How does this matter of authenticity concern attorneys? If you have ever looked at yourself in the bathroom mirror and thought, I don’t feel connected to the person I used to be or I hate what I’m doing, you may be experiencing the identity crisis that can arise after you’ve practiced for some time. You may have had to trade in certain parts of your life and pieces of your personality — especially the idealistic parts — in order to conform to expectations or serve your clients well.
The job you may be doing now may be quite different from what you thought you were signing up for in your youth.
So what happens when you grow disaffected with the practice of law?

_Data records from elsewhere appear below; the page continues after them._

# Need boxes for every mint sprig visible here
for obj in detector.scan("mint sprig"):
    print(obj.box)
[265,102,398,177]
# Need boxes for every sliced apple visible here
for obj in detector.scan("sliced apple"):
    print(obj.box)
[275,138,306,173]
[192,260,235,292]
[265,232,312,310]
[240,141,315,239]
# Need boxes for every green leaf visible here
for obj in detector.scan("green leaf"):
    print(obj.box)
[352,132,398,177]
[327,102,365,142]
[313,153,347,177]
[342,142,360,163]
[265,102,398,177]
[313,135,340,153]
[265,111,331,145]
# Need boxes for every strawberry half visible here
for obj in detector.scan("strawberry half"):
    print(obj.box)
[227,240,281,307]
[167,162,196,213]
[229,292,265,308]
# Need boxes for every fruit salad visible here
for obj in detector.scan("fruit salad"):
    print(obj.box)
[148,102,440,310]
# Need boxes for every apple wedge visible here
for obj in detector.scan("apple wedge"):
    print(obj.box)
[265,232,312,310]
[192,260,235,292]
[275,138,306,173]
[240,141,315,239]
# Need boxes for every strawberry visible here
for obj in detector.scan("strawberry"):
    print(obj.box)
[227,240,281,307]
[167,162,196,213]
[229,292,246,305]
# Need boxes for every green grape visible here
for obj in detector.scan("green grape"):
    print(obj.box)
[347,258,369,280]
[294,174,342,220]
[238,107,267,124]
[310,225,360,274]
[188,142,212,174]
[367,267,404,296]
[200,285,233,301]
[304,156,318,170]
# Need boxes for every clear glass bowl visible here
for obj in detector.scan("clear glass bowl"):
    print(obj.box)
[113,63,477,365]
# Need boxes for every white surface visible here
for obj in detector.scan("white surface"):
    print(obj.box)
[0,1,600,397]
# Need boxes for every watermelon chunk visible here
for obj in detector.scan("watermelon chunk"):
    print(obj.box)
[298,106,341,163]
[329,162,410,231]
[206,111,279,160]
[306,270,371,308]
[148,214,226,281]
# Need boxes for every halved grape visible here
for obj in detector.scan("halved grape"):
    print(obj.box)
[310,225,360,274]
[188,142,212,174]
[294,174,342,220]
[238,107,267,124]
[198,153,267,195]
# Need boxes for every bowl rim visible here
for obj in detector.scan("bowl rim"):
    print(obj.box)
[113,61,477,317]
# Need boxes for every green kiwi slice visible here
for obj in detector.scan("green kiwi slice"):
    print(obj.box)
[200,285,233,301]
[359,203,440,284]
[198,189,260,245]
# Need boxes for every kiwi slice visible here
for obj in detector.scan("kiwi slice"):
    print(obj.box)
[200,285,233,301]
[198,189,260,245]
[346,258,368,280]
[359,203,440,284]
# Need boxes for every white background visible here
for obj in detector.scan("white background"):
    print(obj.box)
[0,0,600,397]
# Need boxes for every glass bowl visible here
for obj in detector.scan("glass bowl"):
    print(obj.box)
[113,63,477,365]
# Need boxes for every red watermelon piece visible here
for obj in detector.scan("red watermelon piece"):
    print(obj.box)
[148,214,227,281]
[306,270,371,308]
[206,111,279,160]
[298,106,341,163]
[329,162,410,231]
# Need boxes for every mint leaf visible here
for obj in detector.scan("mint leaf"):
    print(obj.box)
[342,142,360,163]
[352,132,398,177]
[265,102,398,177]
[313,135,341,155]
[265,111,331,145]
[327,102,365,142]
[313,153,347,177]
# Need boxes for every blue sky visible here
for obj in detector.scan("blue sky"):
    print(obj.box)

Some leave the practice of law altogether; others contemplate different specialties or seek work in a different environment. Many less proactive attorneys work daily with a thinly veiled sense of dissatisfaction. Many emotions accompany this disillusionment: anger, self-doubt, resentment, depression, withdrawal and sometimes a feeling of failure. It’s hard to go about your day disguising your disaffection with the law, your firm or your partners.
Managing this dichotomy takes work and it can become more difficult when the notion of marketing is introduced into the equation. How do you market yourself when you are no longer in love with what you do? You would naturally feel that marketing yourself requires a different persona than who you perceive yourself to be — and you’d dread every minute of it.
In fact, the true power of a rainmaker lies in his or her ability to be authentic. A person who has reconciled themselves with their profession so there is no chasm between the two is someone clients can believe in. Think about your best efforts and successes and you will find that your feelings of being authentic were very high at the time.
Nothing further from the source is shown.